Discover more about how to detect this disease, its causes, and how gingival hyperplasia in dogs and cats is diagnosed and treated.
Causes of Gingival Hyperplasia in Cats and Dogs
This condition is fairly uncommon in cats. For some dogs, the cause of this illness is rooted in genetics. Breeds of dogs that are particularly prone to getting gingival hyperplasia are Great Danes, Collies, Dalmatians, and Boxers.
Gingival hyperplasia can also be the result of poor dental hygiene and periodontal disease. As plaque builds up on the teeth and bacteria gets caught in the gums, the tissue can become inflamed.

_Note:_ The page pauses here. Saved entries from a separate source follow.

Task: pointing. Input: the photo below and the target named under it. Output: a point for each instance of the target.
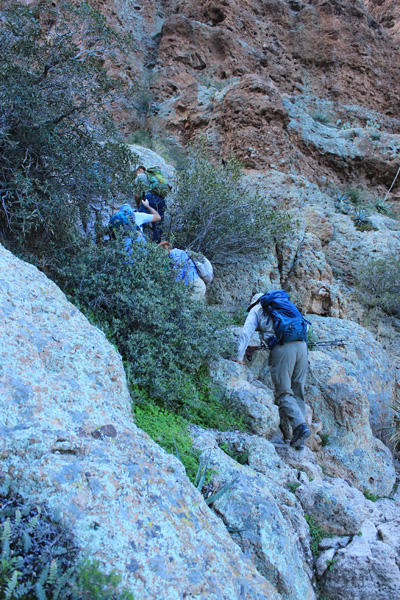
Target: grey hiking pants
(289, 364)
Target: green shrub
(379, 284)
(40, 558)
(317, 534)
(361, 219)
(163, 336)
(383, 207)
(395, 435)
(342, 202)
(324, 437)
(54, 95)
(356, 195)
(214, 214)
(241, 456)
(170, 431)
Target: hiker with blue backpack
(186, 270)
(283, 330)
(151, 185)
(129, 222)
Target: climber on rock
(283, 331)
(153, 190)
(186, 270)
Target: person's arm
(153, 212)
(248, 330)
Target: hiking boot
(300, 434)
(285, 428)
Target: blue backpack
(123, 220)
(289, 323)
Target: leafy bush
(40, 558)
(214, 214)
(163, 336)
(54, 96)
(379, 284)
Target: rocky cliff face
(67, 438)
(303, 92)
(247, 74)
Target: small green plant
(331, 563)
(324, 437)
(170, 431)
(293, 486)
(342, 202)
(383, 207)
(201, 478)
(369, 495)
(321, 117)
(317, 534)
(242, 457)
(40, 558)
(361, 219)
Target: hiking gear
(327, 343)
(123, 220)
(289, 323)
(157, 183)
(300, 434)
(203, 266)
(158, 204)
(254, 301)
(289, 366)
(285, 427)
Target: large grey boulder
(68, 438)
(343, 385)
(332, 506)
(254, 400)
(251, 510)
(364, 569)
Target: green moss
(241, 457)
(170, 431)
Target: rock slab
(130, 504)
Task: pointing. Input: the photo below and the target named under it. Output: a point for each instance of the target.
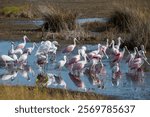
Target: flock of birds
(90, 63)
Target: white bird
(79, 65)
(93, 53)
(6, 59)
(61, 63)
(9, 75)
(22, 45)
(70, 48)
(30, 49)
(119, 43)
(11, 51)
(23, 58)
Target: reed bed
(133, 19)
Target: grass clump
(23, 11)
(133, 19)
(57, 19)
(8, 11)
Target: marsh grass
(56, 19)
(133, 18)
(36, 93)
(18, 11)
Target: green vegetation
(36, 93)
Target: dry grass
(133, 18)
(35, 93)
(56, 19)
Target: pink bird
(103, 49)
(79, 65)
(74, 59)
(94, 53)
(116, 73)
(70, 48)
(22, 45)
(77, 81)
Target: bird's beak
(36, 45)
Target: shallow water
(123, 88)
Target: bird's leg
(5, 63)
(105, 54)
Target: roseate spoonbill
(25, 71)
(77, 81)
(23, 58)
(53, 50)
(113, 50)
(61, 63)
(93, 53)
(103, 49)
(117, 57)
(6, 59)
(51, 79)
(93, 79)
(70, 48)
(42, 59)
(11, 51)
(53, 47)
(130, 56)
(74, 59)
(22, 45)
(116, 73)
(79, 65)
(9, 75)
(59, 80)
(83, 50)
(15, 51)
(30, 49)
(119, 43)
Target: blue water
(123, 88)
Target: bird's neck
(74, 42)
(107, 43)
(25, 40)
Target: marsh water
(125, 87)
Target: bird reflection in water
(77, 81)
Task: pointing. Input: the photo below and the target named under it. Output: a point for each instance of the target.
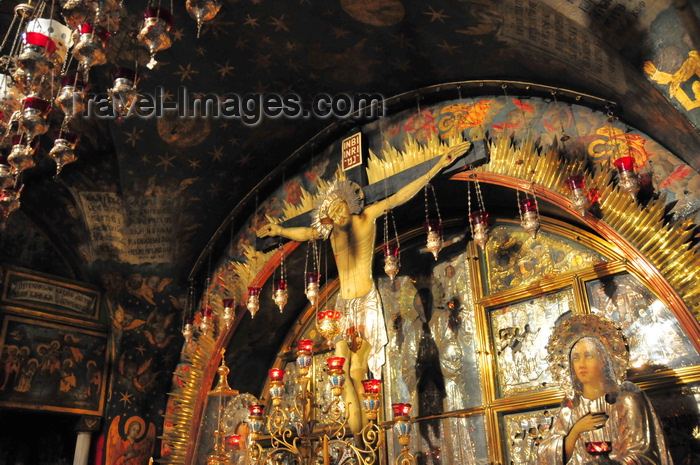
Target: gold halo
(141, 423)
(570, 330)
(347, 191)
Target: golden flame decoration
(394, 161)
(184, 401)
(308, 200)
(667, 246)
(246, 271)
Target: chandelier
(290, 434)
(46, 56)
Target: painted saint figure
(589, 356)
(342, 217)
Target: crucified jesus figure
(342, 217)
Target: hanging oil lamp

Finally, gingival hyperplasia can be a result of the usage of some medications, including cyclosporine, phenobarbital, and calcium blockers such as nifedipine and nitrendipine.
Symptoms of Gingival Hyperplasia
The main symptom of gingival hyperplasia is enlarged gums. The gums begin to expand so much that they cover the teeth. This can happen over the whole gum line, or the gums may just cover up some teeth. This can be painful for pets, and they may lose their appetite and become lethargic. Gums may appear red or inflamed, and pets may drool or have blood in their saliva. You may also see lesion-like masses on the gums of your cat or dog.
Treatment for This Painful Condition
Gingival hyperplasia is generally diagnosed when your vet is examining your pet’s mouth, and your vet may take a biopsy of the tissue in your pet’s gums. Treatments can involve discontinuing certain medications, especially if your vet suspects the condition is occurring as a side effect. A good teeth cleaning can help and antibiotics may also be prescribed. In some cases, surgery may be necessary to remove the excess tissue.
Be sure to contact your vet if you notice any of the above symptoms of gingival hyperplasia, or any other odd eating behavior or issues with your pet’s teeth. Yearly exams are the best way to make sure your pet’s mouth and teeth get checked out by a professional, and to catch any potential problems early.
Since periodontal disease can lead to heart, kidney, liver, and lung diseases, dental health and care is very important for pets.